- class batchcreate.BatchCreator(records, max_record_size=1000000, max_batch_size=5000000, max_batch_num_records=500)[source]
Batchcreator takes an array of records as input and splits it into suitably sized batches of records which can be further processed or passed to any other system/s. Import BatchCreator iterator class and instantiate it. You can use below parameters to define output batch limits. These parameters are optional. If neither of these parameters is specified then the default value will be used.
Example:
from batchcreate import BatchCreator batches = BatchCreator(records, max_record_size=60, max_batch_size=200, max_batch_num_records=4)

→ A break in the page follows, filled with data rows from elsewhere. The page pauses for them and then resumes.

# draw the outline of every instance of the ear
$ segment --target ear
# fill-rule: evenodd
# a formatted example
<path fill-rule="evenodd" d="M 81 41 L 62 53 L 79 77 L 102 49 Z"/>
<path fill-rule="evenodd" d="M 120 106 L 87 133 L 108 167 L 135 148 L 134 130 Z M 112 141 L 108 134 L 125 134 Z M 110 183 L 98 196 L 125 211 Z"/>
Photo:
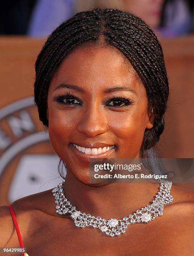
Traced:
<path fill-rule="evenodd" d="M 147 129 L 151 129 L 154 126 L 155 117 L 153 109 L 151 106 L 148 107 L 147 116 L 148 120 L 146 128 Z"/>
<path fill-rule="evenodd" d="M 46 104 L 46 118 L 47 120 L 48 121 L 48 103 Z"/>

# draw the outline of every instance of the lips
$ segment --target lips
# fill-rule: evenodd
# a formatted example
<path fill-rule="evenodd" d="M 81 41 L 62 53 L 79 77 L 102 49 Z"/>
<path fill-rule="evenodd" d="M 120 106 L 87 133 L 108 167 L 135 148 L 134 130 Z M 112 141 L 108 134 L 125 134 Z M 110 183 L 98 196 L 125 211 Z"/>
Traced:
<path fill-rule="evenodd" d="M 79 146 L 80 150 L 81 149 L 81 151 L 79 151 L 79 147 L 78 149 L 76 147 L 76 146 L 73 146 L 73 144 L 76 145 L 78 147 Z M 81 145 L 83 144 L 82 144 Z M 86 148 L 85 148 L 85 147 L 81 147 L 81 145 L 80 145 L 80 144 L 78 145 L 77 144 L 75 144 L 75 143 L 70 143 L 71 148 L 72 148 L 73 151 L 76 155 L 76 156 L 83 161 L 87 162 L 88 162 L 90 161 L 90 159 L 95 159 L 97 158 L 107 158 L 111 155 L 111 154 L 113 152 L 113 151 L 114 151 L 116 147 L 115 145 L 109 145 L 107 147 L 106 147 L 106 152 L 102 152 L 101 153 L 98 153 L 98 150 L 100 148 L 90 147 Z M 111 147 L 110 146 L 111 146 Z M 111 146 L 112 146 L 111 147 Z M 82 150 L 83 151 L 84 150 L 84 148 L 82 149 L 82 147 L 85 148 L 85 152 L 82 151 Z M 103 147 L 103 148 L 104 147 Z M 96 152 L 96 149 L 97 150 L 97 154 L 95 154 Z M 91 151 L 90 151 L 90 150 Z M 104 149 L 104 151 L 105 151 L 105 149 Z M 100 152 L 100 149 L 99 150 L 99 151 L 98 152 Z"/>
<path fill-rule="evenodd" d="M 73 144 L 73 146 L 77 148 L 78 151 L 86 154 L 98 155 L 101 153 L 105 153 L 115 147 L 114 145 L 110 145 L 108 147 L 100 148 L 85 148 L 81 146 L 76 144 Z"/>

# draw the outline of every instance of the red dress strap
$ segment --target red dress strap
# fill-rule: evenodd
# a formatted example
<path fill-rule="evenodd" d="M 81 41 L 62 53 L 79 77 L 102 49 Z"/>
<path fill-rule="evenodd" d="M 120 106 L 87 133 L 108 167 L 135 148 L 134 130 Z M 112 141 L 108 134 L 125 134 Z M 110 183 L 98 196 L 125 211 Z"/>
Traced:
<path fill-rule="evenodd" d="M 24 246 L 23 243 L 23 241 L 22 241 L 22 237 L 21 236 L 20 230 L 19 229 L 18 222 L 17 221 L 16 216 L 15 215 L 15 213 L 14 210 L 13 209 L 13 207 L 12 207 L 12 205 L 11 205 L 11 204 L 9 205 L 9 208 L 10 209 L 10 213 L 11 213 L 11 217 L 12 217 L 13 224 L 14 224 L 15 229 L 16 230 L 17 234 L 18 235 L 18 238 L 19 243 L 20 243 L 20 247 L 21 248 L 23 248 Z M 22 253 L 22 256 L 24 256 L 24 253 Z"/>

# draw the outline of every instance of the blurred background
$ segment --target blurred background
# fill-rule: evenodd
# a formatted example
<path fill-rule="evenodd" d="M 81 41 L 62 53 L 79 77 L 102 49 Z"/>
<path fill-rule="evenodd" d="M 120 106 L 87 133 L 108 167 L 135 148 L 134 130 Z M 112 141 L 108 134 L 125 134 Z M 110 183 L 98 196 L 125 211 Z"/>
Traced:
<path fill-rule="evenodd" d="M 182 161 L 177 166 L 183 168 L 184 174 L 193 169 L 194 1 L 3 1 L 0 10 L 0 205 L 52 188 L 61 179 L 57 169 L 58 157 L 33 102 L 34 63 L 47 37 L 60 23 L 78 12 L 97 7 L 133 13 L 158 36 L 171 92 L 166 128 L 158 149 L 163 157 L 187 159 L 186 166 L 183 166 Z M 180 185 L 194 190 L 192 183 Z"/>

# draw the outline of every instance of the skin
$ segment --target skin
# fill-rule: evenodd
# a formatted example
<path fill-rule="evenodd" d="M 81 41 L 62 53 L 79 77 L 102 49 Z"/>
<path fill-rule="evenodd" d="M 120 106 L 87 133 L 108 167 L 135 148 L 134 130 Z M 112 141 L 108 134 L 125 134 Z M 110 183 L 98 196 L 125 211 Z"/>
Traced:
<path fill-rule="evenodd" d="M 81 106 L 67 107 L 53 101 L 56 95 L 67 90 L 56 89 L 61 83 L 84 89 L 83 93 L 72 92 L 81 100 Z M 111 95 L 105 95 L 103 92 L 118 85 L 128 86 L 136 93 L 125 91 L 114 94 L 127 96 L 134 104 L 110 109 L 104 101 Z M 110 47 L 76 48 L 64 59 L 51 81 L 48 102 L 51 141 L 67 166 L 64 189 L 78 209 L 106 219 L 120 218 L 153 200 L 158 191 L 156 184 L 91 185 L 88 163 L 76 157 L 69 145 L 72 140 L 104 141 L 116 146 L 110 157 L 139 156 L 144 131 L 151 128 L 154 117 L 148 108 L 145 88 L 121 53 Z M 51 190 L 13 203 L 24 244 L 30 255 L 155 256 L 156 251 L 162 256 L 193 255 L 193 192 L 173 185 L 171 194 L 174 199 L 165 207 L 162 216 L 147 224 L 130 225 L 124 235 L 109 238 L 97 229 L 78 228 L 69 215 L 57 214 Z M 0 217 L 3 230 L 0 246 L 18 246 L 15 230 L 12 233 L 13 223 L 7 206 L 0 207 Z"/>

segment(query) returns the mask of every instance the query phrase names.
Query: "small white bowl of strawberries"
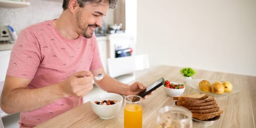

The iterable BatchCreator object can give suitable batches as needed on iteration. The BatchCreator object can be used in a regular ‘for’ loop.
Example:
for batch in batches: print(batch) #batch processing here
OR
Example:
batchItr = iter(batches) print(next(batchItr)) #batch processing here
- Attributes:
- records[]
Input list of records to split into batches.
- max_record_sizeint, default 1MB
The maximum size limit for a record in the output batch. Any record with larger size than this will be skipped from batching.
- max_batch_sizeint, default 5MB
The maximum size limit for a batch.
- max_batch_num_recordsint, default 500
The maximum number of records limit for a batch. BatchCreator will put maximum these many records per batch provided batch size satisfies the limit.
- Methods:
- batches :
Returns the list of all the batches.